Son zamanlarda suda doğum oldukça revaçta bir doğum şeklidir. 1803 yılları arasında tesadüf eseri Fransa’da ortaya çıkan bu yöntem sayesinde bebekler için çok daha sağlıklı bir doğum gerçekleştirilmektedir. Zamanla diğer ülkelere yayılan ve bir çok annenin tercihi olan suda doğum şimdiden bütün anne adayların bir numaralı tercihlerinin arasındadır..
Suda doğum olayı; sancılı olan ve doğumu uzun süren bir anne adayının sıcak su dolu küvete girerek sancılarını ve acılarını dinmesine şahit olması ile gelişmeye başlamıştır. Ve o günden itibaren klinik olarak hastanelerde uygulanmış, anneler arasında dilden dile yayılarak diğer farklı ülkelere de kısa zamanda yayılmıştır.

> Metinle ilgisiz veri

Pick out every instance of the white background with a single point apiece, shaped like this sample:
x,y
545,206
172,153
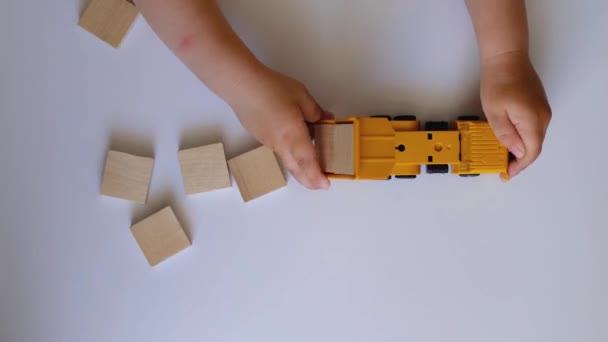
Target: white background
x,y
436,259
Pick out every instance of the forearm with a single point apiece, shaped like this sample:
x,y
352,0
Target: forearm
x,y
501,27
197,32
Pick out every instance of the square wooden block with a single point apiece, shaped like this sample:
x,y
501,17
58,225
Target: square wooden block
x,y
204,168
335,146
127,176
257,173
109,20
160,236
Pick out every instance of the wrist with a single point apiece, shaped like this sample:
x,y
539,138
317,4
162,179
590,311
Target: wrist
x,y
504,59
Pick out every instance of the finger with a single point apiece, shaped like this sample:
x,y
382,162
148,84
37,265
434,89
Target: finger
x,y
532,136
506,132
328,115
311,111
301,160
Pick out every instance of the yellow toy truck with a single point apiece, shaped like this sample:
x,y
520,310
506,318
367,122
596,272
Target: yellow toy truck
x,y
381,147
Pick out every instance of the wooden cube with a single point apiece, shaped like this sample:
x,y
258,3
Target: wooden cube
x,y
204,168
109,20
257,173
335,148
160,236
127,176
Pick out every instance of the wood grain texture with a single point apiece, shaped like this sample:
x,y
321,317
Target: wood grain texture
x,y
335,148
127,176
204,168
109,20
160,236
257,173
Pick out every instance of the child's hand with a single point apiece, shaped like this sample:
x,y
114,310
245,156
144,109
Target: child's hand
x,y
275,109
516,106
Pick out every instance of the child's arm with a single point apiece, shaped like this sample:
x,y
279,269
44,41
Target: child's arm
x,y
273,107
512,94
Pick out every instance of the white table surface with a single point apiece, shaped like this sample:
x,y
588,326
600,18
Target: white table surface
x,y
436,259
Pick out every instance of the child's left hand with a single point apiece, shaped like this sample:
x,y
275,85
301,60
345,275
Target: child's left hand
x,y
516,106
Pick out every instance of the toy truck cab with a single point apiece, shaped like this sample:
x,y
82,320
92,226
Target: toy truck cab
x,y
381,147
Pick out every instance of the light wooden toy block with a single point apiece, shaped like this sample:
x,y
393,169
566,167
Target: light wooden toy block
x,y
257,173
127,176
109,20
160,236
335,148
204,168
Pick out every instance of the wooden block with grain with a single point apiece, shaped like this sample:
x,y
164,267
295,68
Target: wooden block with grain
x,y
127,176
335,146
204,168
257,173
160,236
109,20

Suda doğum, diğer doğum şekillerine göre daha sağlıklı ve daha az sancılı olması nedeniyle anne adayları tarafından daha çok tercih edilmektedir. . Doğum esnasında acıları çok daha aza indirerek, doğumun kolaylaşmasını çokça sağlamaktadır. Su içinde doğum esnasında anne adaylarının iyice gevşemesine kan akışının hızlanmasına bu sayede rahim ağzının acısız bir şekilde genişleyip bebeğin daha rahat çakmasına ayıca oluşabilecek rahim yırtıklarının önlenmesine faydalar sağlamaktadır. Bu sayede anne adayı doğum sonrası karın veya kasık sancılarını çekmesini de engellemektedir. Suda doğum, anneler için faydalı olduğu gibi bebekler içinde faydaları vardır, bebek 9 ay boyunca anne kanında su dolu haznede geliştiği için normal doğumlarda bebek çok fazla değişiklik yaşamaktadır. Suda doğum bu değişikliklerine en aza indirgenmesi ve bebeğin daha az ağlaması için güzel bir yöntemdir.

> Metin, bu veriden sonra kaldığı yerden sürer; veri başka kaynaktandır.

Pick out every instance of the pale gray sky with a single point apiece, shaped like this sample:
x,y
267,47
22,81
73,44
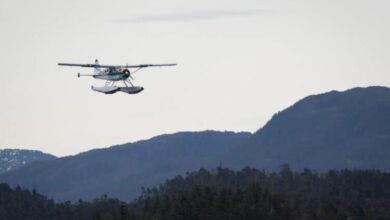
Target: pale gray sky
x,y
239,63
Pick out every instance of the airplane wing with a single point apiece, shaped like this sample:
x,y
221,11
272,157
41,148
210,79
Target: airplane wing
x,y
116,66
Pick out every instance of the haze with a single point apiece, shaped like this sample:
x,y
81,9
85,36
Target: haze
x,y
239,62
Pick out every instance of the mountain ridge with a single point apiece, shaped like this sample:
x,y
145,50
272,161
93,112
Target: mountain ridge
x,y
347,124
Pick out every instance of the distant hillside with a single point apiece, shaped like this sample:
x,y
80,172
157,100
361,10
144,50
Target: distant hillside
x,y
11,159
348,129
122,170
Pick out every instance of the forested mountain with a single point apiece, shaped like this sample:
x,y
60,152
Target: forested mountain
x,y
225,194
334,130
349,129
120,171
14,158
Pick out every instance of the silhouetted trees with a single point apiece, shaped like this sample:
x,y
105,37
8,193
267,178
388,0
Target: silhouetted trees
x,y
225,194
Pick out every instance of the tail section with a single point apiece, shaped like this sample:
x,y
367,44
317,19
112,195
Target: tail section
x,y
96,70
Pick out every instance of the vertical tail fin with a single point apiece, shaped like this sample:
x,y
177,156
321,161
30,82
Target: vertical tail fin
x,y
96,70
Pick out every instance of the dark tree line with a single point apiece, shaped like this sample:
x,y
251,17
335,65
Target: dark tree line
x,y
226,194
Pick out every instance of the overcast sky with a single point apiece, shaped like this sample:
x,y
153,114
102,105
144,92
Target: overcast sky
x,y
239,62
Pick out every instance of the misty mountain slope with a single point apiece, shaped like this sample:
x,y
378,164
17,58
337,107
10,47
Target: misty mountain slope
x,y
349,129
11,159
120,171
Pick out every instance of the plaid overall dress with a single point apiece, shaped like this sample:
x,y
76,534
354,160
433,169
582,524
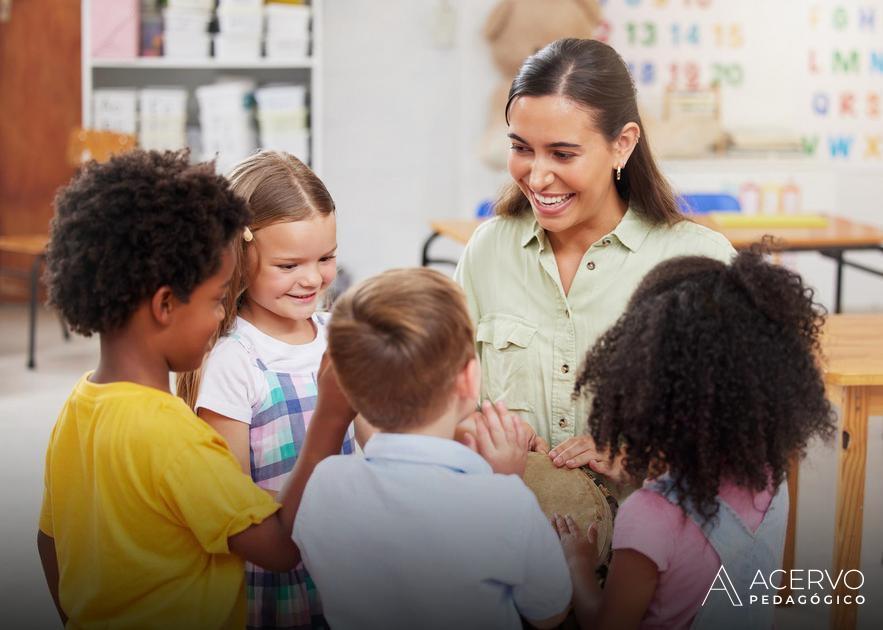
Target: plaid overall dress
x,y
276,435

Suda doğumun en önemli yararlarından biride doğum süresini 3-4 saat kısaltılmış olmasıdır, sıcak su anne adayının kan akışını artırdığından bebeğe oksijen gitme oranı fazlalaşır ve böylece daha sağlıklı bir doğum gerçekleşir. Suda doğum yapılmasının bir sebebi bebeğin doğum esnasında ciğerlerinde bulunan suyu daha kolay atmasıdır.
Suda Doğum Hangi Durumlarda Tavsiye Edilmez?

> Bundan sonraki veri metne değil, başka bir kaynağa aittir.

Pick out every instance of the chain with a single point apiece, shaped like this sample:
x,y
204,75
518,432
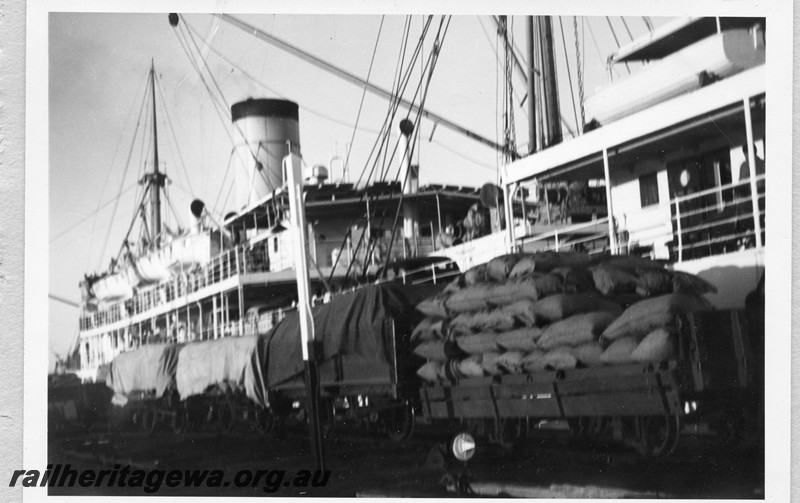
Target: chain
x,y
580,71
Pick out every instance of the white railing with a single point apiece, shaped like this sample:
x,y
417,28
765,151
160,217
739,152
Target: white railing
x,y
708,222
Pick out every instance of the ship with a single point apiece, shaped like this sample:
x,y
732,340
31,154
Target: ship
x,y
660,170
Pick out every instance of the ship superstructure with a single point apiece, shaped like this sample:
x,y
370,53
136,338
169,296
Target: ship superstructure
x,y
678,152
237,278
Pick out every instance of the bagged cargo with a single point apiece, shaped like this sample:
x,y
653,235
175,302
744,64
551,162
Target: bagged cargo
x,y
575,280
684,282
489,363
576,329
471,367
511,362
468,300
589,353
482,321
647,315
619,352
533,361
500,267
549,260
560,358
431,371
560,306
653,282
525,265
477,344
521,312
434,307
429,329
431,350
523,339
511,292
655,347
630,262
612,280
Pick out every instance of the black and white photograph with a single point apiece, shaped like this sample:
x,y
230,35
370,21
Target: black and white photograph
x,y
338,250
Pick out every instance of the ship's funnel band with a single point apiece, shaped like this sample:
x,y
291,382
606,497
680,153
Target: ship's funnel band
x,y
264,108
196,207
266,130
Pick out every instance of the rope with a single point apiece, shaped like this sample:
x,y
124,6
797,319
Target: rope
x,y
579,66
113,162
364,93
616,40
119,193
599,54
175,139
569,72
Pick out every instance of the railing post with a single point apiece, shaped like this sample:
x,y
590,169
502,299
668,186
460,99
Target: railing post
x,y
751,164
680,230
612,237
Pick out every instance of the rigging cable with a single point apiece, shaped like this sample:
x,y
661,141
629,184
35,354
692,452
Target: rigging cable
x,y
616,40
262,84
119,193
435,54
402,84
214,99
579,66
364,92
569,72
175,139
90,215
113,162
603,62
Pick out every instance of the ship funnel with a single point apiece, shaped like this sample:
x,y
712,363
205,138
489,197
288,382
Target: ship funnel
x,y
196,207
264,129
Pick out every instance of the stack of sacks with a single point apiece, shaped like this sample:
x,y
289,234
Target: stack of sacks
x,y
525,313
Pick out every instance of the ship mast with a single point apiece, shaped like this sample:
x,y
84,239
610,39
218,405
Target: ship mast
x,y
155,180
544,103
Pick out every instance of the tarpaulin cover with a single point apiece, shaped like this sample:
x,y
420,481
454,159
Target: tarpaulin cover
x,y
354,331
230,363
149,368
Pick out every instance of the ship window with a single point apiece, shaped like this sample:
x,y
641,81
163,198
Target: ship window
x,y
648,189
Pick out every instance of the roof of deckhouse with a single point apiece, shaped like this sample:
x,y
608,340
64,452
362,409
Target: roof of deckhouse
x,y
343,200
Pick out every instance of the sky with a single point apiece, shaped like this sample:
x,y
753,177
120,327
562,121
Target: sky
x,y
99,63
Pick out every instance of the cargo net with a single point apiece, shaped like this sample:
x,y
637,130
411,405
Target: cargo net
x,y
526,313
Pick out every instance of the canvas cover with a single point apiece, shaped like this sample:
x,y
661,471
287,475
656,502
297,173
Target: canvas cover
x,y
148,368
355,331
230,363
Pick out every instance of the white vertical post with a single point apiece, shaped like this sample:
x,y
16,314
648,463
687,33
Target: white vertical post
x,y
751,164
508,200
293,167
612,237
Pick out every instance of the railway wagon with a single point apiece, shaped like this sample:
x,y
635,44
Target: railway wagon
x,y
713,386
700,370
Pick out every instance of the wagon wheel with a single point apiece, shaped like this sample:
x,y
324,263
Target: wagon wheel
x,y
180,419
149,420
587,428
398,422
657,436
225,417
327,418
508,432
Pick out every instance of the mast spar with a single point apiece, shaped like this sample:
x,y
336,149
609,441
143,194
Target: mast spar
x,y
155,179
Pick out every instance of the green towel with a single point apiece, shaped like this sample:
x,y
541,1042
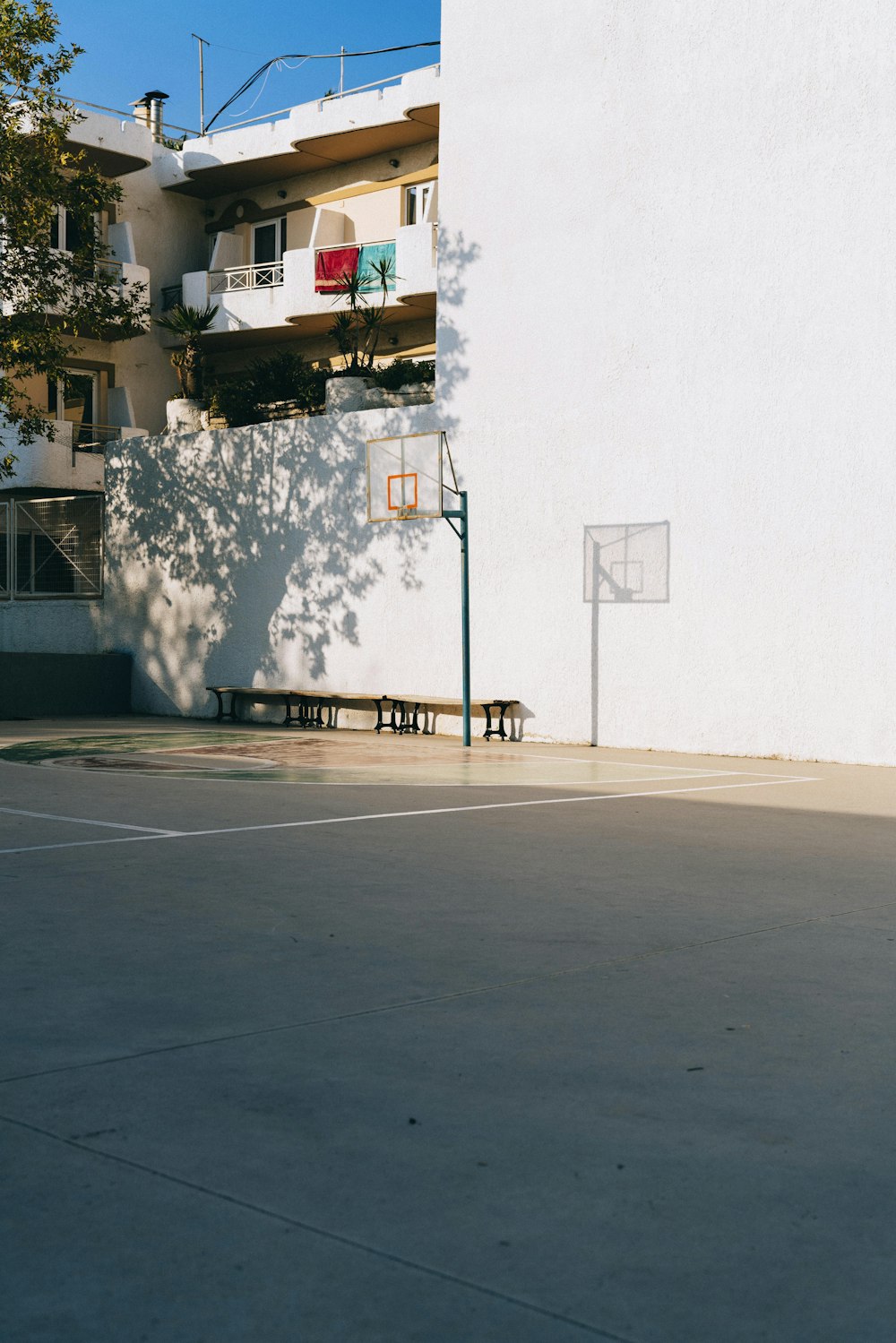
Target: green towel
x,y
373,255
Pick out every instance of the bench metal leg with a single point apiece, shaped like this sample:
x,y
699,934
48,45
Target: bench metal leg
x,y
501,707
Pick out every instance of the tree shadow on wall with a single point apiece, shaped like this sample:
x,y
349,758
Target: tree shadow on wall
x,y
244,555
228,547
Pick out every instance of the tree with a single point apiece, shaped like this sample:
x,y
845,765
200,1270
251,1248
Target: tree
x,y
190,363
357,330
51,290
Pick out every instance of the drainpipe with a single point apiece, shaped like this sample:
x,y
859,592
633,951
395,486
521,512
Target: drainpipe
x,y
142,112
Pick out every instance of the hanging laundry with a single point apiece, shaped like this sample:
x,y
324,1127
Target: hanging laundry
x,y
374,254
331,266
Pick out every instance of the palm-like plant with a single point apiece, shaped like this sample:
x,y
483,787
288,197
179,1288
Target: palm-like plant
x,y
190,324
357,330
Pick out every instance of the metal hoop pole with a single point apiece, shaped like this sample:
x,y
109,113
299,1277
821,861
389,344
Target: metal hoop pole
x,y
463,533
465,614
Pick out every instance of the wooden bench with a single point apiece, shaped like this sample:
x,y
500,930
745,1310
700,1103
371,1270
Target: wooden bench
x,y
406,710
397,712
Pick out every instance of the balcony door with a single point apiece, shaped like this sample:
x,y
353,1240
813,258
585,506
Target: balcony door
x,y
75,398
269,242
66,233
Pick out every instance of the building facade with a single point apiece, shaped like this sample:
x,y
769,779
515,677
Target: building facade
x,y
664,333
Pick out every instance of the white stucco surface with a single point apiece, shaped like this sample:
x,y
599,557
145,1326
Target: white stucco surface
x,y
665,295
245,557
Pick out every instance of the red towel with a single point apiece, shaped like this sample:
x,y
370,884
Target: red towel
x,y
331,266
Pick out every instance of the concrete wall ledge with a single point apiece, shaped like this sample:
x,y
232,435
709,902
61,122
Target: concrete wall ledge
x,y
360,393
47,685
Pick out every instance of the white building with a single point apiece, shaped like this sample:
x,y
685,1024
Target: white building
x,y
664,345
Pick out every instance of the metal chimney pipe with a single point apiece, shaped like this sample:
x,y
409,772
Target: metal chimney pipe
x,y
142,112
156,99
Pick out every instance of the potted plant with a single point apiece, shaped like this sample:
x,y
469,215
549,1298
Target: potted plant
x,y
190,324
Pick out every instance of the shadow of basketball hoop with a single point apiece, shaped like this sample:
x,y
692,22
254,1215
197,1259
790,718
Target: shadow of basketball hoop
x,y
625,563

Anne adayları, bu yönteme karar verdikleri gibi, ilk başta hekim kararı ile olmalıdır. Anne adaylarının cinsel bölgelerinde mantar, iltihap ya da açık yara gibi durumlar bulunduğunda suda doğum yapılmaması gerekmektedir. Bebeğin doğuma yakın aşırı kanama veya benzeri durumlarda karşılaşan anne bireyleri için suda doğum uygun görülmemektedir, ayrıca erken doğum olasılığı olan anne adayları içinde tavsiye edilmemektedir.
Sakat riski taşıyan bebekler için, gebelikte zehirlenme riski taşıyanlar, astım, diyabet gibi rahatsızlıkları bulunan anne adaylarında bu doğum yöntemi hekimler tarafından tavsiye edilmemektedir ve ayrıca oksijen azlığı yaşayan, kalp atışı düzensiz olan bebekler için suda doğum yöntemi uygulanmamalıdır. Bazı riskler taşımaktadır.
Suda doğum, uzman hekimler tarafından gerçekleşmesi gerekmektedir, havuzun veya su dolu küvetin çok temiz ve dezenfekte olmasına dikkat edilmelidir. Dikkat edilmediği takdirde anne ve bebek için mikrop kapma olasılığı yüksektir. Suyun sıcaklığına dikkat edilmeli, en fazla 37 derece olmalıdır ve doğum süresince suyun derecesi kontrol edilmelidir. Bebeğin nefes alış verişin düzenli olup olmadığını kontrol etmek içinse kalp monitörü doğumdan sonra hazır bekletilmektedir. Anne adayına bunun için özel hazırlanmış elbise veya kıyafet giydirilir. Doğum başladığı andan itibaren annenin tansiyonu her zaman ölçülür ve bebeğinde düzenli kalp atışı kontrolü için, kalp monitörü tarafından takip edilir.
Doğum bittikten sonra diğer yöntemlerdeki gibi anne ve bebek sudan çıkartılır ve masaya yatırılır. Anne ve bebeğin ne kadar kanaması olduğu bir müddet gözlemlenir ve daha sonra buna göre müdahalelerde bulunulur. Bebek ve annenin gerekli olan tahliller yapılır. Mikrop veya herhangi bir olumsuz durumda erken müdahale edilerek anne ve bebek için olası tehlikelerden kurtarılır.